Let’s pretend that my skin is only metaphysical
And that my pigment is simply generational residual
What color would you assume I was if you heard me speak from outside of your peripheral?
Would your assumption of my articulation offer the same speculation that is now tainted from your visual?
Could you hear my heart leaking through the orifice of my soul?

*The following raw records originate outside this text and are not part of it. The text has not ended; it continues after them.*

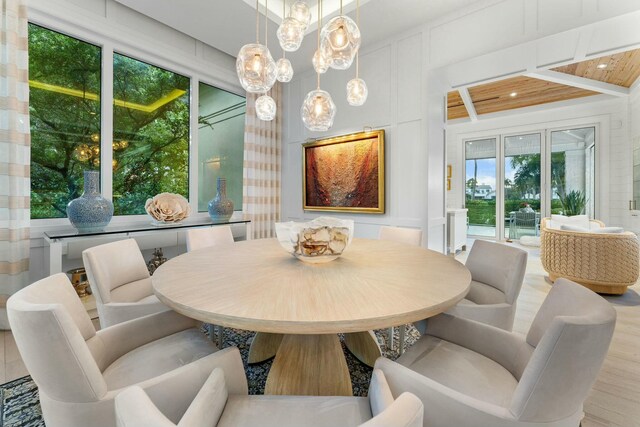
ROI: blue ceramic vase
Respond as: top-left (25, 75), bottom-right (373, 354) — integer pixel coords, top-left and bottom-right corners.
top-left (67, 171), bottom-right (113, 233)
top-left (209, 178), bottom-right (233, 221)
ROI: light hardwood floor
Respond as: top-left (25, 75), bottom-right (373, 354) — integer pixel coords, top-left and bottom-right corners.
top-left (0, 242), bottom-right (640, 427)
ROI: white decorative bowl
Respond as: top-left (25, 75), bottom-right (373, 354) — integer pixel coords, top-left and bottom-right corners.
top-left (144, 193), bottom-right (191, 225)
top-left (276, 217), bottom-right (353, 264)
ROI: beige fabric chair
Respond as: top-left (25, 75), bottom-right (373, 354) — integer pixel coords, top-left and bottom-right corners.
top-left (378, 225), bottom-right (422, 354)
top-left (82, 239), bottom-right (168, 328)
top-left (116, 350), bottom-right (423, 427)
top-left (447, 240), bottom-right (527, 331)
top-left (187, 225), bottom-right (233, 252)
top-left (540, 218), bottom-right (640, 295)
top-left (376, 279), bottom-right (616, 427)
top-left (7, 273), bottom-right (222, 427)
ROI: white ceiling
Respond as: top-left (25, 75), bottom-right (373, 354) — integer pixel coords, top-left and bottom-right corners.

Without the labels of me being black, male, or 34 years old
These things go through my mind every time I stand up to speak
Growing up the only thing I really knew about bias
Was that I was different with no explanation on race relations of this nation
I grew up in southeast texas where we were told never to get after caught after dark in vidor
Stick with my pack and to the other side never lean nor swerve
I could get drug behind a pickup truck like Sabine did to James Byrd
Something deep inside of me always felt that this was wrong
And before long I learned how to mute the diversity in my song
My neighborhood said I “acted white” because I pronounced every syllable
This is where I come from but it could not be where I stay
Within these conditions I could no longer thrive so I left the hive because I knew this hole in my soul had to be fillable
I set out on a path of discovery which has taken me many places
It took me down to mexico where I learned to habla espanol
Where I tasted the beauty of arroz con pollo, menudo, and milanesa
It took me into hindu temples where at the end of their service we feasted on rice and lentils
In our bare feet we would sit and speak and from what I could understand
From me they had no demand when in fact, I was welcomed
I spent some time up north on a reservation in the dead of winter
It was a self-governed principality where outsiders were not welcome
Yet they let me enter and offered their hospitality
In Alaska they told me never to run because bears run faster
And as they drove me out onto a frozen lake they watched the fear in my frozen face
And erupted in laughter
I met so many different cultures and it’s a been a blessing to know them
Far more than I have time to fit in a poem
But I learned that we all struggle
We all are dying to be loved and to belong to something greater than ourselves
We all want a life outside of our bubble but through foreign tongues the translation gets muddled
Somewhere deep inside in a place we can’t readily explain
We have been hurt badly and although the window pane may be different the rain looks the same
And it’s saddening
So this aggression sits at the surface
We’ve learned to live our life on the defensive and we don’t always know how to expound through rhetoric
We feel like the Israelites fleeing the Egyptian army and we are dying to get ahead of it
We are all trying to get to God
If He himself stated He is the great I AM can He not contain them all
He wrapped Himself in our human flesh
And He was persecuted with all of the same prejudice
I so think He would understand the trials and tribulations
As the church we have to open our doors to all
Your lost may not look like my lost but if we don’t come together we’ll lose it all
Our love has to grow feet and hands
This building alone is overflown with supply and we should go out and meet the demand
We are all sisters and brothers no matter our color
Let us not love with words or speech but with actions and in truth
We are neither Gentile nor Jew
neither slave nor free
nor is there male and female
for we are all one in Christ Jesus and that is enough for me
to love for who you right now no matter where you’re from
it is time for us to leave the comfort of what we know
Lets go and be the multicultural church like the world has never seen.